Based on the facts presented, he was a Singapore resident because most of his ties were to Singapore and therefore his center of living was in Singapore. The court noted that his property and other rights were derived on the past when he was an Israeli resident.
Moreover, although the center of living and permanent home of a person is usually where his family live, experience shows there are families who choose to live differently. It is not uncommon for parents to live in one country and children in another country after they grow up. In this case, the parents also decided to maintain separate lifestyles.
Therefore, the court ruled that the individual had proved his center of living was in Singapore, and he was a Singapore resident for tax purposes in 2002-2005.
Comments A number of comments come to mind.
First, the case shows that a couple can be fiscally resident in different countries if they have different centers of living.

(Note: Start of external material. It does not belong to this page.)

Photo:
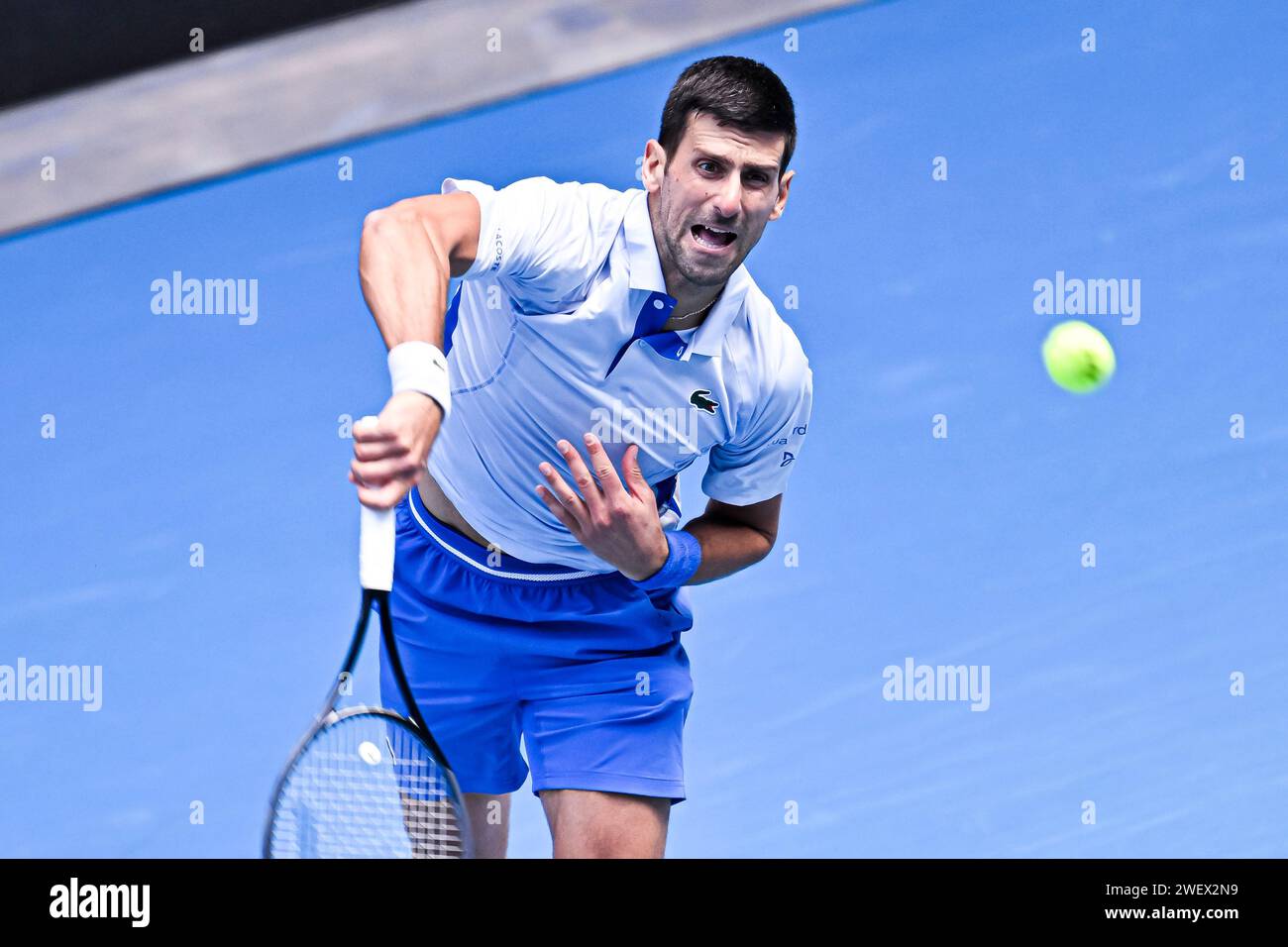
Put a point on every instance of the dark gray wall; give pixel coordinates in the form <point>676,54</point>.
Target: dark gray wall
<point>52,46</point>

Second, the courts upheld the precedent in the earlier Supreme Court case of Arye Gonen, which the ITA had tried to ignore for a number of years.
Third, the case shows it is not enough to be a nonresident of Israel; it is necessary to prove another country of residence – in this case Singapore.
Therefore, Israelis who become globetrotters with no fixed abode anywhere are likely to remain fiscally resident in Israel. The same applies to business people who work abroad Sundays to Thursdays but flock back to their spouse and kids every weekend and festival.
Finally, if you do succeed in moving your fiscal residence away from Israel, beware of the Israeli exit tax; this is really capital-gains tax at rates of 25 percent to around 50% on your assets as if you sold them one day before your departure.
As always, consult experienced tax advisers in each country at an early stage in specific cases.